The latest financial reports from storage giants further demonstrate the power of this supercycle.
In the first quarter of 2026, storage chip giants such as Samsung Electronics and SK Hynix delivered their strongest quarterly results ever. Samsung Electronics reported total operating revenue of 133.9 trillion won and operating profit of 57.2 trillion won, up 69.16% and 756.1% year-over-year, respectively. Its single-quarter profit surpassed the total for all of 2025, with its semiconductor business scale expanding nearly 50-fold over the past year.
SK Hynix, meanwhile, reported revenue of 52.58 trillion won in the first quarter of this year, up 160% sequentially and 298% year-over-year. Operating profit reached 37.61 trillion won, up 196% sequentially and 505% year-over-year, with a corresponding operating profit margin of 72%, setting a new single-quarter record.
At the root, this storage supercycle stems from the combined effects of explosive demand for AI servers and contraction in upstream supply. With the global AI business still expanding, it indicates that the storage price surge has not yet peaked.

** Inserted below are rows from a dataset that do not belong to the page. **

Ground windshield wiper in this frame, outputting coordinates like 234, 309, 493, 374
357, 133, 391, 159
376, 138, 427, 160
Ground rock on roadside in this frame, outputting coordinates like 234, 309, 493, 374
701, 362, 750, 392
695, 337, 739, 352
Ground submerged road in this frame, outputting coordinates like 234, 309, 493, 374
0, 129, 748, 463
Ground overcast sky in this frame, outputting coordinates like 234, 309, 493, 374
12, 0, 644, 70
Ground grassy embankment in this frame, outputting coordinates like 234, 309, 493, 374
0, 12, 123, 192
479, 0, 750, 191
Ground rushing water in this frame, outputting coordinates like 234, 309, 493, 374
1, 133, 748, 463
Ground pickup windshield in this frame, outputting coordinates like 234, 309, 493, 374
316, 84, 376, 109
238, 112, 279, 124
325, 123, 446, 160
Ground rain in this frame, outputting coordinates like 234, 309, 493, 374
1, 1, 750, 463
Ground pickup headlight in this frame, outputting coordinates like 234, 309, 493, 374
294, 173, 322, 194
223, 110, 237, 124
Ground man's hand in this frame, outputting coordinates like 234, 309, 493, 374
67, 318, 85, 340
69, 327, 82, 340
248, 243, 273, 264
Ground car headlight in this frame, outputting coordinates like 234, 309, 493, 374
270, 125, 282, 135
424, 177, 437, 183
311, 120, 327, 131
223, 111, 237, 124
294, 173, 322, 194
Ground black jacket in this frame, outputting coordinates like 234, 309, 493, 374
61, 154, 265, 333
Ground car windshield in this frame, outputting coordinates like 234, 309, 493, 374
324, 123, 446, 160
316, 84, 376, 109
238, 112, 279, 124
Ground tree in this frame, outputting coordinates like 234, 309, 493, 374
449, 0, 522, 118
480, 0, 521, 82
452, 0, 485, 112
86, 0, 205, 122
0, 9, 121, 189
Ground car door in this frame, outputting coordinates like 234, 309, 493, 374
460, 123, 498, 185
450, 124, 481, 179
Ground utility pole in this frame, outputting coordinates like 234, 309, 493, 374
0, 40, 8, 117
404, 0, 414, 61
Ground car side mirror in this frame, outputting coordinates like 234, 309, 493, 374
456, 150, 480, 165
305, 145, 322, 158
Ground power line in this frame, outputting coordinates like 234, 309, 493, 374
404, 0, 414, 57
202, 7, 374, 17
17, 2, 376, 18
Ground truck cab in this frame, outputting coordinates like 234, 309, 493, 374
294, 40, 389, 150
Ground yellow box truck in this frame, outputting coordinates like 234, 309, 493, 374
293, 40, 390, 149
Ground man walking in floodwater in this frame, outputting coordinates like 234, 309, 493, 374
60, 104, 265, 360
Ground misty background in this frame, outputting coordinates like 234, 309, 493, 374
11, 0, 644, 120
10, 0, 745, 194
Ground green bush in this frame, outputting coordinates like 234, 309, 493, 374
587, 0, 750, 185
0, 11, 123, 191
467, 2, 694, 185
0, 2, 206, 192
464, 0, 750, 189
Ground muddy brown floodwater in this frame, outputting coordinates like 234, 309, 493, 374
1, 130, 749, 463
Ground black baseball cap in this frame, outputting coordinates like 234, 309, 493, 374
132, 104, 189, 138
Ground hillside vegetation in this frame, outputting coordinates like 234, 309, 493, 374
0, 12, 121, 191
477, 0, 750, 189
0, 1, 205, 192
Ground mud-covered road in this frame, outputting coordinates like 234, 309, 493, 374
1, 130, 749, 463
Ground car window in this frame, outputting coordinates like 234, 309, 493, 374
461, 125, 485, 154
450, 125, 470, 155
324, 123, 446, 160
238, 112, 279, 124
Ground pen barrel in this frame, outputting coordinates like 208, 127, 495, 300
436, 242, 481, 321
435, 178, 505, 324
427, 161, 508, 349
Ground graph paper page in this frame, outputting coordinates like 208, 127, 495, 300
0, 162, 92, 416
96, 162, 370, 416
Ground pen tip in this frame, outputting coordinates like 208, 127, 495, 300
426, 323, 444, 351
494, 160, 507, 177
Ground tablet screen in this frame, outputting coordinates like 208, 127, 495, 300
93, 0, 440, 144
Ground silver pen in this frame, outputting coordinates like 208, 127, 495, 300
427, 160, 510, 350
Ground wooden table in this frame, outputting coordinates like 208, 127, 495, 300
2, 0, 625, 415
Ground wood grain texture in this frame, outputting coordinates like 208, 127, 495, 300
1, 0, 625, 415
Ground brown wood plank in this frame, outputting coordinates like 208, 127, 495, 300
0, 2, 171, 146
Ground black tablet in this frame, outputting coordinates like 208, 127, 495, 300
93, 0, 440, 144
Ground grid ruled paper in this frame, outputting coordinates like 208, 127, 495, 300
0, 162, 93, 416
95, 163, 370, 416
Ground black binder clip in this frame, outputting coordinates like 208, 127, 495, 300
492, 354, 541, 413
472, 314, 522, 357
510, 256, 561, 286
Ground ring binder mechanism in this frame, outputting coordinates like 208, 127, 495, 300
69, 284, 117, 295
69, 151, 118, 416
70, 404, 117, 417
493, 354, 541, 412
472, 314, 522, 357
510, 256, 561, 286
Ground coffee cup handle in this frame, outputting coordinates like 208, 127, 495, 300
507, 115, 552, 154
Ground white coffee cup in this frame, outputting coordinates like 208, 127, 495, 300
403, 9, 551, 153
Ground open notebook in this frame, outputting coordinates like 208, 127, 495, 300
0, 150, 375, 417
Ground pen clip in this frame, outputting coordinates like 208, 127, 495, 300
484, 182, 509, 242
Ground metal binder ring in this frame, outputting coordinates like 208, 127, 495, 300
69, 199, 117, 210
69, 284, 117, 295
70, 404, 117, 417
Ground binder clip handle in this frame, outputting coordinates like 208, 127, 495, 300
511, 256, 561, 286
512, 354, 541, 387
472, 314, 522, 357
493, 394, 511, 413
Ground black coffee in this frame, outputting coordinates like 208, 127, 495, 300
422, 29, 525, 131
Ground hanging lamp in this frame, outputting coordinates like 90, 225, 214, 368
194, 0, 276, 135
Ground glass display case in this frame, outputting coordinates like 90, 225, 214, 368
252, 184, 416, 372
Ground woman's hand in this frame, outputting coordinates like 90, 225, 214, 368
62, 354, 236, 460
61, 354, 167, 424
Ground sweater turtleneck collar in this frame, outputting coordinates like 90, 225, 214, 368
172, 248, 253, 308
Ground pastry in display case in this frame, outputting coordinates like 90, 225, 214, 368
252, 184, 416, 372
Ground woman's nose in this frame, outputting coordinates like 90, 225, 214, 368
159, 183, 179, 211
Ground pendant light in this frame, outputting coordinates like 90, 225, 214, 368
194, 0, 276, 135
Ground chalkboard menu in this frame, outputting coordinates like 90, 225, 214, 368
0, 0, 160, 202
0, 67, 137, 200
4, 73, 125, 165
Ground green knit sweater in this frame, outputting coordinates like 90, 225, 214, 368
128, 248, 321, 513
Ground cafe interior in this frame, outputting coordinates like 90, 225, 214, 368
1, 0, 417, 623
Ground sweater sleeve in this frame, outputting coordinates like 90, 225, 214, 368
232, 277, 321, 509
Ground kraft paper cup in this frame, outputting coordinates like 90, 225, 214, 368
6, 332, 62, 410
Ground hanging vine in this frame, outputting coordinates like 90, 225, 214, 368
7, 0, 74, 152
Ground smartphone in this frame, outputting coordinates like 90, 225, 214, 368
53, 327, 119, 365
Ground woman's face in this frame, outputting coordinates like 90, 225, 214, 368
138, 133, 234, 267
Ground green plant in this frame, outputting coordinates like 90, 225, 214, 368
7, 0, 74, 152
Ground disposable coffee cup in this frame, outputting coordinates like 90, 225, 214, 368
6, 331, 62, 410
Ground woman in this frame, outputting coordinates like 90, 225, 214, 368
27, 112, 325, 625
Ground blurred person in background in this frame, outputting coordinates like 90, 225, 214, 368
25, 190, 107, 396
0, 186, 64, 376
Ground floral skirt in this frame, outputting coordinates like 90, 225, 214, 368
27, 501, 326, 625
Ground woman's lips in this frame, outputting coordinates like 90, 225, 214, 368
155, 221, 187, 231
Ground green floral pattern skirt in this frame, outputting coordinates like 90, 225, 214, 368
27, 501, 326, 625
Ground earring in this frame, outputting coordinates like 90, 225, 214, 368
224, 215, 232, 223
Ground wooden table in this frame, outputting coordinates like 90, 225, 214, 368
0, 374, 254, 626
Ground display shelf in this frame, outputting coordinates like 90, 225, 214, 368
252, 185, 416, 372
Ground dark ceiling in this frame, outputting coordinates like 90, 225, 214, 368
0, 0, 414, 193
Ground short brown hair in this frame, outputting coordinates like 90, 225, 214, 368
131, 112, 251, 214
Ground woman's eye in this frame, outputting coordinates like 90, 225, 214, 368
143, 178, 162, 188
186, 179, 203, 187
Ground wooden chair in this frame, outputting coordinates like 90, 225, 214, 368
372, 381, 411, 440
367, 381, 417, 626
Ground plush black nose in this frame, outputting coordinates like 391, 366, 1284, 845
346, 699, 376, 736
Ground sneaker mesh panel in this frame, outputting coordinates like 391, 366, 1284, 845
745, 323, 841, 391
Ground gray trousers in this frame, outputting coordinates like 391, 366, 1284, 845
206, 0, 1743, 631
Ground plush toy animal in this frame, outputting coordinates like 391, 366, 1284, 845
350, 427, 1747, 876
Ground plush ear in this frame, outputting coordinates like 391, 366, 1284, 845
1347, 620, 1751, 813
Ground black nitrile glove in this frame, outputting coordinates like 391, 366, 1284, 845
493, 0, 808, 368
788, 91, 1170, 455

Facing this supply chain reality, Chinese smartphone manufacturers are reducing their reliance on Samsung and SK Hynix by increasing cooperation with domestic storage manufacturer (manufacturers) such as Yangtze Memory Technologies and ChangXin Memory Technologies. At the same time, major brands are continuously optimizing their product mix, such as reducing storage configurations in mid-to-low-end models and adjusting pricing for high-end models, to disperse (disperse) upstream cost pressures.

ChangXin Memory Technologies recently unveiled its self-developed LPDDR5X | Source: ChangXin Memory Technologies
In the long run, the smartphone industry will still face a prolonged adjustment period. IDC previously predicted that global smartphone shipments are expected to decline by 13% year-over-year in 2026, decreasing by approximately 160 million units to around 1.1 billion units in total. A supply chain-driven transformation is reshaping the global smartphone industry's competitive landscape.
Currently, Apple continues to deepen new product moats during the industry downturn by leveraging its comprehensive advantages in branding, supply chain, and pricing. For Chinese smartphone brands, which have traditionally relied on cost-effectiveness, there is a need to accelerate technological innovation, product differentiation, and supply chain management to find new breakthroughs and offset upstream cost pressures.